Bartsia alpina

Bartsia alpina, la bartsie des Alpes, aussi appelée cocrète violette ou cocrète des Alpes, est une plante vivace herbacée de la famille des Orobanchaceae[1].

Cette hémiparasite aux fleurs violettes peut être trouvée dans de nombreuses montagnes d’Europe et d’Amérique. Son hémiparasitisme en fait une plante importante dans les écosystèmes subarctiques[2].

Dénomination

L’espèce a été décrite par Carl von Linné en 1753. Le nom de son genre, Bartsia, est un hommage à un botaniste et ami de Linné, Johann Bartsh, décédé à un jeune âge en mission au Suriname. Les couleurs foncées de la plante évoquent en effet le deuil[3],[4].

Le nom de l’espèce, alpina, fait référence à sa répartition géographique et sa présence en altitude.

Caractéristiques

Port général

La bartsie des Alpes est une plante pérenne mesurant entre 8 et 30 cm.

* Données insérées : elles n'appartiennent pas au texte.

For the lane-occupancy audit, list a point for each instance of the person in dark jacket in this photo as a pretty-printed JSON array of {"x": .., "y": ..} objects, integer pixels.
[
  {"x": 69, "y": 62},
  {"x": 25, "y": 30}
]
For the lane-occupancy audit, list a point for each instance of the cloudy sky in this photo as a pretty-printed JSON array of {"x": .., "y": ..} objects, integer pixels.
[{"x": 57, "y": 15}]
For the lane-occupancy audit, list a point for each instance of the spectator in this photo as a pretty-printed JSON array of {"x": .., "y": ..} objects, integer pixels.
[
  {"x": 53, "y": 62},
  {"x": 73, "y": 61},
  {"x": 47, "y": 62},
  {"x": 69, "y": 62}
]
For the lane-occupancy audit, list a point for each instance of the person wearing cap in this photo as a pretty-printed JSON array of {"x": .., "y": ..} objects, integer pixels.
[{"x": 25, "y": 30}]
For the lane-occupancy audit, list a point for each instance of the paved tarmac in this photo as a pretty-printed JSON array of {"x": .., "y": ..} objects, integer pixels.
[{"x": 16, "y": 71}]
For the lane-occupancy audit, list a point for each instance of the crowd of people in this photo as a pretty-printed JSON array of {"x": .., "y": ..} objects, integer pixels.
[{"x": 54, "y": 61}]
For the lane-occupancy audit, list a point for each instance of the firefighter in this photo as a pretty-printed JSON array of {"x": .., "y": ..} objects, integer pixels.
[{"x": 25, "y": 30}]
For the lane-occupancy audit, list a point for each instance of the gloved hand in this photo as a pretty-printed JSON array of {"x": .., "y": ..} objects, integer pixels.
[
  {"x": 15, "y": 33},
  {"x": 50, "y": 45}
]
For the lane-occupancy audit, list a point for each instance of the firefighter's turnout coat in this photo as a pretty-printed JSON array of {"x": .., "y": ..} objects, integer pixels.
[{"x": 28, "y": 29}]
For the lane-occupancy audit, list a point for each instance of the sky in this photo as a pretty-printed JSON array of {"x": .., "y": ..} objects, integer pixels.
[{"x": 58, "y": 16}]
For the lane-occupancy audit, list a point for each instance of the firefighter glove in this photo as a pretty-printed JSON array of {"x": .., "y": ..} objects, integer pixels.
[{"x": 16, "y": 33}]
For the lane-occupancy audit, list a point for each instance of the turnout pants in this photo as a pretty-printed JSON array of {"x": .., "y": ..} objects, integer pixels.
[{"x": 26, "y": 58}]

Sa couleur dominante est le violet, ce qui lui permet une meilleure résistance aux UV[3]. C’est un végétal très grégaire, pouvant atteindre une densité de 124 individus/m²[5]. L’ensemble de la plante est velu, voir hérissé à certains endroits[1]. Il s’agit d’une plante hémiparasite racinaire[5] présentant un rhizome ligneux[1],[2],[3],[6],[7].

Appareil végétatif

La tige est dressée, ascendante et simple ou peu ramifiée[2],[7], velue et de couleur pourpre[3]. Les poils sont blancs et dépourvus de glandes[2].

Les feuilles sont opposées, distiques et réparties le long de toute la tige[3],[6]. Elles sont sessiles (directement rattachées à la tige, sans pédoncule)[2] et ont un aspect allant de rugueux à chagriné[7]. Leurs dimensions sont de 10 à 25 mm de long sur 6 à 15 mm de large[2].

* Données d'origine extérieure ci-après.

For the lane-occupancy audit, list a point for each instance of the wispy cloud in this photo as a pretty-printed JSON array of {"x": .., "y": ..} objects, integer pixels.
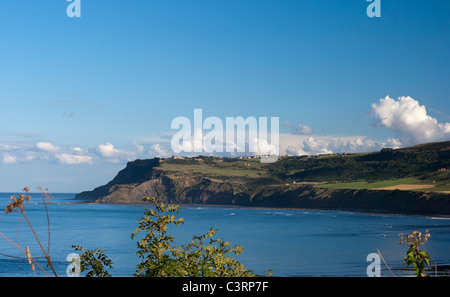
[
  {"x": 299, "y": 129},
  {"x": 73, "y": 159},
  {"x": 409, "y": 121},
  {"x": 47, "y": 146}
]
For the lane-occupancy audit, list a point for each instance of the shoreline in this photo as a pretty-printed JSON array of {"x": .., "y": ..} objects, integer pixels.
[{"x": 359, "y": 211}]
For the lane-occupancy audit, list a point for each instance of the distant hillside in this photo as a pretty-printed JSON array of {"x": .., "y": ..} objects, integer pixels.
[{"x": 411, "y": 180}]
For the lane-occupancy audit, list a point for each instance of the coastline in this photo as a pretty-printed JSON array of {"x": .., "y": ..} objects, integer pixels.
[{"x": 360, "y": 211}]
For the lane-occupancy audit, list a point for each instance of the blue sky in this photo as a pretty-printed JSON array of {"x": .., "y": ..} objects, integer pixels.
[{"x": 82, "y": 96}]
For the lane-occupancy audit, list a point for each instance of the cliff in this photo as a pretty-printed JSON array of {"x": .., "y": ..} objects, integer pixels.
[{"x": 247, "y": 182}]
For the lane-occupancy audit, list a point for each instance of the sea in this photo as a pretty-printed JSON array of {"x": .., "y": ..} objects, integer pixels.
[{"x": 290, "y": 242}]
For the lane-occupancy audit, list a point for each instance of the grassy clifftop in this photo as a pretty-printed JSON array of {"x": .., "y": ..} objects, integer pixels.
[{"x": 405, "y": 180}]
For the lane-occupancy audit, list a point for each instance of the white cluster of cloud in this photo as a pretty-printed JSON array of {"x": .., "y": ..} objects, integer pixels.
[
  {"x": 409, "y": 121},
  {"x": 405, "y": 117}
]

Le limbe foliaire est ovale, à bord crénelé-denté[3],[7].

Au bas de la plante, les feuilles sont vertes, et deviennent légèrement violettes aux abords des fleurs[3].

Appareil reproducteur

Les fleurs de cette plante, d’un violet foncé, sont disposées en racème simple terminal[1],[4]. Ce racème assez compact mesure 2 à 6 cm de long et porte entre 3 et 12 fleurs, en général entre 4 et 8[2],[6]. Elles sont tenues par de courts pédoncules simples et couverts de poils blancs[2],[6]. Elles mesurent environ 2 centimètres[2],[3],[8] et sont pubescentes[6] et  composées de deux lèvres[2].

Elles sont opposées (2 par 2) et sont plus petites en haut de la plante, et plus longues et lâches en se rapprochant des racines[1] .

Les bractées sont foliacées, ovales et ont un bord denté à crénelé[1]. Tout comme les pétales, elles sont généralement violet sombre. Il se peut tout de même qu’elles soient vertes[3],[8].

Le calice est vert, mais il peut être imprégné de violet[2],[6]. Il est fendu jusqu’au milieu et prend la forme d’une cloche[1]. Les sépales, de taille faisant approximativement la moitié de celle des bractées, portent des dents triangulaires obtuses[1],[4].

La corolle est longue d’environ 2 cm, toujours de ce même violet sombre, voir pourpre sombre[1]. Elle est étroite à la base et comporte deux lèvres, une supérieure obtuse et une inférieure plus petite, mais à trois lobes obtus et égaux[2],[7],[8].

Cette fleur hermaphrodite porte 4 étamines fusionnés à la corolle et 2 ovaires fusionnés au style saillant[2],[6].

Le fruit est une capsule ovale brune. Cette capsule fait environ le double de la taille du calice[1],[2],[3],[6], c'est-à-dire environ 10 mm [3]. Les graines, ovales également, sont longue de 0.7 à 1.6 mm, larges de 0.4 à 0.6 mm et pèsent entre 0.08 et 0.19 mg. Il y en a plusieurs par capsule. Elles ont entre 6 et 13 rayures longitudinales et sont striées transversalement[2].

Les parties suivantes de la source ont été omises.